Tanıtım bülteninden
Burun kıvırdığımız ya da bayıldığımız, tezgâhlarda bakıp geçtiğimiz ya da biçimlerine hayran olduğumuz, renklerine vurulduğumuz ya da kokularından nefret ettiğimiz sebzeler. Lahana, havuç, bezelye, domates, fasulye, balkabağı, enginar ve daha başkaları…
Yazdığı biyografilerle dikkat çeken Evelyne Bloch-Dano bu kez sebzelerin biyografı olmaya soyunuyor: Sebzelerin pek bilinmeyen ya da önemsenmeyen öykülerini, kıtalar arasında yaptıkları uzun yolculukları, zaman içinde geçirdikleri evrimleri, pişirilmelerinde kullanılan tekniklerdeki değişimi canlı biçimde aktarıyor. Üstelik bunu yaparken edebiyattan müziğe, şiirden tarihe, coğrafyadan iklimbilime geniş bir yelpazede, farklı disiplinlerden yararlanıyor.
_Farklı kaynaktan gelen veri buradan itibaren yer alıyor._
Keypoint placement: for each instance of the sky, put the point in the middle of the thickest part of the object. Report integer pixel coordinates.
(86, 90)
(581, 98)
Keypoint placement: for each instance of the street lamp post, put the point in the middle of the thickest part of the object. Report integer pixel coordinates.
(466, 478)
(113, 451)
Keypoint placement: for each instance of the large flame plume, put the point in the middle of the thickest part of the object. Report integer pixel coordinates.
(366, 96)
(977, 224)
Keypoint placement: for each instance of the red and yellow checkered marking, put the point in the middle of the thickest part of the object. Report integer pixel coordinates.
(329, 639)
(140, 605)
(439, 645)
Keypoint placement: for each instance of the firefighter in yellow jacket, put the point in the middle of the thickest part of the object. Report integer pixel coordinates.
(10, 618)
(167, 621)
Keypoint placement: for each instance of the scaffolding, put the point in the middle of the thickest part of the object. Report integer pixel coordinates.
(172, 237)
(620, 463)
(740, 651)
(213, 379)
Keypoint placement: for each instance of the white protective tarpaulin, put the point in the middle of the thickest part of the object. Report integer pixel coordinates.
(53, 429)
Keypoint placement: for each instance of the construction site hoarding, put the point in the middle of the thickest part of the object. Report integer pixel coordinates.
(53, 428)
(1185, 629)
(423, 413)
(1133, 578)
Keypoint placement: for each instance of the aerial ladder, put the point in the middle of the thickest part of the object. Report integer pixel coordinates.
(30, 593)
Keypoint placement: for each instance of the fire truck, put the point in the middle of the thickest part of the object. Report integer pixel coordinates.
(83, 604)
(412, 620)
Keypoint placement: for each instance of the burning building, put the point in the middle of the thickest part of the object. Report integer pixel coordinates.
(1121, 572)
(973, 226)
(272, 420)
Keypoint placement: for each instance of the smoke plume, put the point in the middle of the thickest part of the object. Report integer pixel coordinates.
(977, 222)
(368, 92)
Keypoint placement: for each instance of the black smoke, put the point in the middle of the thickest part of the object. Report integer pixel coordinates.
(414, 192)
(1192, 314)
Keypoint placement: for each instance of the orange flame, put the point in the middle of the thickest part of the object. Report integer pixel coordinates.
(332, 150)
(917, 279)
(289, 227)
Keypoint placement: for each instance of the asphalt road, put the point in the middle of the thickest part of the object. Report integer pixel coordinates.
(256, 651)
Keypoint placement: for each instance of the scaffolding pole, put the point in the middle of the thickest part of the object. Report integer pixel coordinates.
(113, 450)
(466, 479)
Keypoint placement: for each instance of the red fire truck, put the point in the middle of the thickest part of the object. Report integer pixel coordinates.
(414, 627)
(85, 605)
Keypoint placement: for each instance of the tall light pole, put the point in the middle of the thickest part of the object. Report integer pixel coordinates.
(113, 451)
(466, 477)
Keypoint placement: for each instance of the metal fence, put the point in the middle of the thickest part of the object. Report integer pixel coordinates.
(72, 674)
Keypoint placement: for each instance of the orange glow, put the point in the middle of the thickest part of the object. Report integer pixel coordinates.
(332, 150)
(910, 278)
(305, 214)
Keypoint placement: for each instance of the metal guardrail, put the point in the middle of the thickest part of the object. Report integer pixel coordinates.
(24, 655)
Mekânların, soruların, tecrübelerin, geçmişten ve günümüzden çeşitli tariflerin peşinden ilerleyerek yemek kültürüne ve sosyolojisine sebzeler üzerinden büyük bir katkıda bulunuyor. Sebze bahçelerinin kapısından geçerek aslında dünya tarihine adım atan Bloch-Dano, sebzelerin “maceraları” üzerinden bambaşka ufuklara işaret ediyor.
Fransa’da 2008 yılında ünlü aşçı Eugénie Brazier anısına verilen ödülü (Prix Eugénie Brazier) alan Sebzelerin Efsanevi Tarihi, sebzelerin şaşırtıcı zenginliğine lezzetli bir yolculuk…
“(…) en mütevazı sebze, dünyanın bütün macerasını kendinde toplar. (…) Bir sebze yediğimiz zaman dünya tarihiyle bütünleşiriz. Bunun ne zaman, nasıl, ne şekilde olduğunu söylemek biyografın işidir.” MICHEL ONFRAY
Neuilly-sur-Seine’de doğdu. İngiliz dili ve modern edebiyat okudu. Paris’te çeşitli eğitim kurumlarında edebiyat öğretmenliği yaptı. Yazı faaliyetleri edebiyat, yazar evleri, biyografiler üzerinde yoğunlaştı. 1993-2008 yılları arasında Magazine Littéraire dergisinde düzenli olarak yazar evleriyle ilgili yazılar yazdı. Yine bu dergide ve Marie-Claire’de edebiyat eleştirileri yayımladı. 2006-2012 yılları barasında, Michel Onfray’nin kurduğu l’Université Populaire du Goût d’Argentan’da (Argentan Halk Lezzet Üniversitesi), bu kitabın da yazılmasına vesile olan “Lezzet Tarihi” seminerleri verdi. Esas olarak biyografileriyle dikkat çekti ve çeşitli ödüller aldı. Émile Zola’nın karısını anlattığı Madame Zola (1997); modern feminizmin kurucularından, sosyalist Flora Tristan’ın hayatını incelediği Flora Tristan La Femme-Messie (Flora Tristan, Kadın-Mesih, 2001); Marcel Proust’un annesi Jeanne Proust’un hayat hikâyesini ve aile ilişkilerini ele aldığı Madame Proust (2004); yazar evlerini incelediği yazılarını bir araya getirdiği Mes Maisons d’écrivains (Benim Yazar Evlerim, 2005); kendi annesinin hayatıyla oyuncu Romy Schneider’in hikâyesini birlikte incelediği La biographe (Biyografi Yazarı, 2007); George Sand’ın Alexandre Manceau ile ilişkisini dönemin olaylarıyla birlikte ele aldığı Le Dernier amour de George Sand (George Sand’ın Son Aşkı, 2010) eserlerinden bazılarıdır.